RFR(XS): 8165881 - Backout JDK-8164913
Dmitry Samersoff
dmitry.samersoff at oracle.com
Thu Sep 15 11:08:11 UTC 2016
Yasumasa, David,
I'm looking into this issue and come back as soon as I have a clear
picture.
It takes some time. Sorry!
-Dmitry
On 2016-09-15 14:01, Yasumasa Suenaga wrote:
> Hi David,
>
> I agree the call sequence which you write in the case of "jcmd" operation.
> However, we should think about "load" operation in AttachListener.
>
> We can access JvmtiExport::load_agent_library() through two routes:
>
> Route "load": AttachListener -> JvmtiExport::load_agent_library()
> Route "jcmd": AttachListener -> jcmd() in attachListener.cpp ->
> DCmd::parse_and_execute()
>
> "load" sets error code (it means first data in the stream) when
> JvmtiExport::load_agent_library() returns JNI_ERR.
> OTOH "jcmd" sets error code if exception is occurred ONLY.
>
> If we try to load invalid JVMTI agent, "load" writes JNI_ERR to stream,
> however "jcmd" writes JNI_OK because pending exception is not available
> at this point.
> Currently, JCmd.java shows "Command executed successfully" when it
> cannot read the message from the socket.
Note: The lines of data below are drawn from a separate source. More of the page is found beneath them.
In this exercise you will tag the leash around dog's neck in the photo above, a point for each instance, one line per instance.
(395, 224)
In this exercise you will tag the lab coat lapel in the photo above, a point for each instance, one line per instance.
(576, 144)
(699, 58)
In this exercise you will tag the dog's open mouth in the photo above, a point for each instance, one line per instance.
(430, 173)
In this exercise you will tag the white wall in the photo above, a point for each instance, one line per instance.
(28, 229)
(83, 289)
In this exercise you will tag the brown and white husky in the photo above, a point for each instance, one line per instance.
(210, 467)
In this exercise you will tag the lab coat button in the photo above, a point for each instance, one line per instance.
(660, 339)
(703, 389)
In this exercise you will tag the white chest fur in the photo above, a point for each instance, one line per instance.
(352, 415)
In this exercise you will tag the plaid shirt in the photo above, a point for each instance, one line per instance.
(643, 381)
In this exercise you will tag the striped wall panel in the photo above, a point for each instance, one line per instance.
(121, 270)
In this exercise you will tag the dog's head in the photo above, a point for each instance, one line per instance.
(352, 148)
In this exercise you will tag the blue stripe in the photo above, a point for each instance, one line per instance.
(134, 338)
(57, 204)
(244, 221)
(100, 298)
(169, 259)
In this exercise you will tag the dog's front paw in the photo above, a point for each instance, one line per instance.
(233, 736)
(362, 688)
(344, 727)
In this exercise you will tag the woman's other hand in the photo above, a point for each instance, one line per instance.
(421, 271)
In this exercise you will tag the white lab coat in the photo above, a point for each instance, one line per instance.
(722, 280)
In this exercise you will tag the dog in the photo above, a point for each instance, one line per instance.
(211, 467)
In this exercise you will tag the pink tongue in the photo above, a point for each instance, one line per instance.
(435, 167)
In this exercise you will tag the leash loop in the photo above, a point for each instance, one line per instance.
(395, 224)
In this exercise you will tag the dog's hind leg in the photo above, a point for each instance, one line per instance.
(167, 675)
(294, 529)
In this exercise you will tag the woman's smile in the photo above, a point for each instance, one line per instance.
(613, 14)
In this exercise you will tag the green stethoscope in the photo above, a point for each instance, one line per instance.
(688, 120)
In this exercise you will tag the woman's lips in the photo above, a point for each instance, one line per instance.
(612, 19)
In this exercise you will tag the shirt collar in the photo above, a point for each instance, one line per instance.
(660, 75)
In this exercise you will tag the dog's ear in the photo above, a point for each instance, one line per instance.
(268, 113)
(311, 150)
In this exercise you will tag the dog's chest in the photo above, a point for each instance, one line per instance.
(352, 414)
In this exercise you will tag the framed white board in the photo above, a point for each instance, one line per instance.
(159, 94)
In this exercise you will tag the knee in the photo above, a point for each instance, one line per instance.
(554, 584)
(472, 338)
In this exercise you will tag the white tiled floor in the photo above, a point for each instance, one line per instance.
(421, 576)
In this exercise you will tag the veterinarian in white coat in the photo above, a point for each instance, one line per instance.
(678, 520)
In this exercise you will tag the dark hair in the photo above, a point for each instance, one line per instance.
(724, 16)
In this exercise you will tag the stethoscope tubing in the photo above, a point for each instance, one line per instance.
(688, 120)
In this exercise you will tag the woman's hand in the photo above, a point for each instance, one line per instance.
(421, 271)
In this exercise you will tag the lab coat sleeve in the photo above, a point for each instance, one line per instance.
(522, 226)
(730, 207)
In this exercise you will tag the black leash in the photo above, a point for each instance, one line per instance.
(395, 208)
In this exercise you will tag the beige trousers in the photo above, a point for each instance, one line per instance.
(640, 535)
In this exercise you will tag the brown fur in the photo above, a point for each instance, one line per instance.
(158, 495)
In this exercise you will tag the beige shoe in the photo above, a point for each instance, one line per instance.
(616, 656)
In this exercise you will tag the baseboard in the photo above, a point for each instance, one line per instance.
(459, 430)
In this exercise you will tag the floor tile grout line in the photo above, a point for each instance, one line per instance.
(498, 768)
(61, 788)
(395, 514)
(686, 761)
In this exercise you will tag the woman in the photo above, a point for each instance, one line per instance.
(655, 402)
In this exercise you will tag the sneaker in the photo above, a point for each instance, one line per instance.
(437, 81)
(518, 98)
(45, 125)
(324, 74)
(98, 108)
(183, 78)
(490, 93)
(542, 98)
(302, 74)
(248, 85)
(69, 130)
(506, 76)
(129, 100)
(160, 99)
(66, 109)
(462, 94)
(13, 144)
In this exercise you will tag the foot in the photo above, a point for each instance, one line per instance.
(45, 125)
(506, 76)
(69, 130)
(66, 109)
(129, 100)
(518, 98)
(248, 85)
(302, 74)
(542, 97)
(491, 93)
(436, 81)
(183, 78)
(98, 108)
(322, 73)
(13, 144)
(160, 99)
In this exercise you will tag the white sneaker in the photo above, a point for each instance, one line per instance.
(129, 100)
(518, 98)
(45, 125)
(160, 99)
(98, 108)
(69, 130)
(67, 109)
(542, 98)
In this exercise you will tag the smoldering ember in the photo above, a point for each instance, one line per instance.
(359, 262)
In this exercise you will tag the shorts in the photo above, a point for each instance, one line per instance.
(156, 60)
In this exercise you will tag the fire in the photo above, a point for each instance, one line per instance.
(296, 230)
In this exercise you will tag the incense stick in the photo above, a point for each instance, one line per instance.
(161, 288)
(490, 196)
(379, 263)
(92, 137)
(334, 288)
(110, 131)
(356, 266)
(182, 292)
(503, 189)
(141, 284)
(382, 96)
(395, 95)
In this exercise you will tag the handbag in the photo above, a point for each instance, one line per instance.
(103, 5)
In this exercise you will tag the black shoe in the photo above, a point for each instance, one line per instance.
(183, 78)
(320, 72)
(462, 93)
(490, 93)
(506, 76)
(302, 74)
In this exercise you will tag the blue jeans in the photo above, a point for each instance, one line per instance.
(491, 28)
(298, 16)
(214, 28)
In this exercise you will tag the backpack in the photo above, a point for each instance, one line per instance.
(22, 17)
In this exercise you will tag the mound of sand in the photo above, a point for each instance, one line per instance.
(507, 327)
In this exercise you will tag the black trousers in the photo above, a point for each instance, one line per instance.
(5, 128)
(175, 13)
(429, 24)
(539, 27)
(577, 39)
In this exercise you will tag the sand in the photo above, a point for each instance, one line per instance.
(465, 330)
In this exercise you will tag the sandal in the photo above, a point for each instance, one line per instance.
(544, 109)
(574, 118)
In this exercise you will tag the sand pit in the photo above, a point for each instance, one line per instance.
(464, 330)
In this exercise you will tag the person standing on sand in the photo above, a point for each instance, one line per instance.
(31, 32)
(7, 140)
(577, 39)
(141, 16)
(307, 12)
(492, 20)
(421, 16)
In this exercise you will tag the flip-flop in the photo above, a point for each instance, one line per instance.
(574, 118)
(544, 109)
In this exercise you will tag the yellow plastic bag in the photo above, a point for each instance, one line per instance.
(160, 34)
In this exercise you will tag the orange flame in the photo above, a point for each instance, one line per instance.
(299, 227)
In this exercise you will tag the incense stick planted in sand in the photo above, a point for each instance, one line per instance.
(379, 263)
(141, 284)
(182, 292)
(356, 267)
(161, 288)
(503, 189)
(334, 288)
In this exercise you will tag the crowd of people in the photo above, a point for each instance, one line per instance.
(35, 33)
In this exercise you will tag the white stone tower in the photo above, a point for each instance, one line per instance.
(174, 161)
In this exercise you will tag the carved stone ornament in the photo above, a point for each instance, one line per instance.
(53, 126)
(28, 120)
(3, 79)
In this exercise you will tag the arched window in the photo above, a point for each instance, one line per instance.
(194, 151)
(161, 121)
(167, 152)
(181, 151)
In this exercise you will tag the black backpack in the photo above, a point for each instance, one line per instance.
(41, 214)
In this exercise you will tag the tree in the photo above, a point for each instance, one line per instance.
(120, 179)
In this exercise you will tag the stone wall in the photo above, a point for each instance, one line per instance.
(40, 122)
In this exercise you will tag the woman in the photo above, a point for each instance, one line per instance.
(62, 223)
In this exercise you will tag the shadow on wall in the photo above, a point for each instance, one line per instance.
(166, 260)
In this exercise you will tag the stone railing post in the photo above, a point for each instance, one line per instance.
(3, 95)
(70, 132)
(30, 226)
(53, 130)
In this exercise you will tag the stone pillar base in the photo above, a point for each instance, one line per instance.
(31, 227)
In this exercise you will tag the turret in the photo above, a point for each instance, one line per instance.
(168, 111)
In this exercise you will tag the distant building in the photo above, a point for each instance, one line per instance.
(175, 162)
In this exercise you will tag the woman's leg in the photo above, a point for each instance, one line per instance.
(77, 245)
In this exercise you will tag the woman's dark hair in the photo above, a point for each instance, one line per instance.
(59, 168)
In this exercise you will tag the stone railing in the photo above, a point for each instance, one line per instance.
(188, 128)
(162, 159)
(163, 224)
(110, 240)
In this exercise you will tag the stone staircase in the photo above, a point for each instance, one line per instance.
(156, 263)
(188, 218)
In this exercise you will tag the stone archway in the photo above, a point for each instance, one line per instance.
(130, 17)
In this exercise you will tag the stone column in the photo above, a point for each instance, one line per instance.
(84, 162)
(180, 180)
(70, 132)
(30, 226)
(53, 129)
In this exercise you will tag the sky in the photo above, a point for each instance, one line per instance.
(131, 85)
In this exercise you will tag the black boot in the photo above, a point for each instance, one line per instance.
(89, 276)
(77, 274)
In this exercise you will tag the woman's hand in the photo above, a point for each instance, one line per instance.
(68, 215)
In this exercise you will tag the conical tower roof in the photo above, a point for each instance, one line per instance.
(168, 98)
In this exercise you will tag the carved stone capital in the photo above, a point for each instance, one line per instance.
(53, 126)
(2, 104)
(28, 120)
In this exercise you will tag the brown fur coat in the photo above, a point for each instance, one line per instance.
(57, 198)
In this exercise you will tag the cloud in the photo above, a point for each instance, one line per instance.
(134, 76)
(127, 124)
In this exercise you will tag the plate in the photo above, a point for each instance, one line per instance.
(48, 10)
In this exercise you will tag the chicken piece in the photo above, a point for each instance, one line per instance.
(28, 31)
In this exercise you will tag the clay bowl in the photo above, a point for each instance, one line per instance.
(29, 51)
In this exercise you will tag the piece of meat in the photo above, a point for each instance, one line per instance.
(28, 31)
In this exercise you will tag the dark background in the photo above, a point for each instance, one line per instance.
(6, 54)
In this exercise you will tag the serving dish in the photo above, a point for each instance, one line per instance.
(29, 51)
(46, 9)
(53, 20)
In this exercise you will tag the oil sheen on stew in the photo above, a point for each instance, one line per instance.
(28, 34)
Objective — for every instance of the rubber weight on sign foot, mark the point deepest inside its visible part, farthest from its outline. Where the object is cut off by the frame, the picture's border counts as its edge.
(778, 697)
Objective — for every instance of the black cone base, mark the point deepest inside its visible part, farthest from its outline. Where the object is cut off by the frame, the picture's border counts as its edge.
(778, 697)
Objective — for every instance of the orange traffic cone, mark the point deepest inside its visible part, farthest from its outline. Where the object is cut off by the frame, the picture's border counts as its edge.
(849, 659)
In case of this issue,
> JVMTIAgentLoadDCmd does not write any message because it cannot attach
> the agent.
> If return code which is in the top of stream should mean whether
> communication with AttachListener is succeeded, I think HotSpot should
> write error message or error code to the stream for JCmd.java .
>
> I'm not sure this email is the answer for you.
> Sorry for my English.
>
>
> Yasumasa
>
>
> On 2016/09/15 18:43, David Holmes wrote:
>> Hi Yasumasa,
>>
>> On 15/09/2016 1:56 PM, Yasumasa Suenaga wrote:
>>> Hi,
>>>
>>>> If this is done through jcmd then jcmd needs to know how to "unwrap"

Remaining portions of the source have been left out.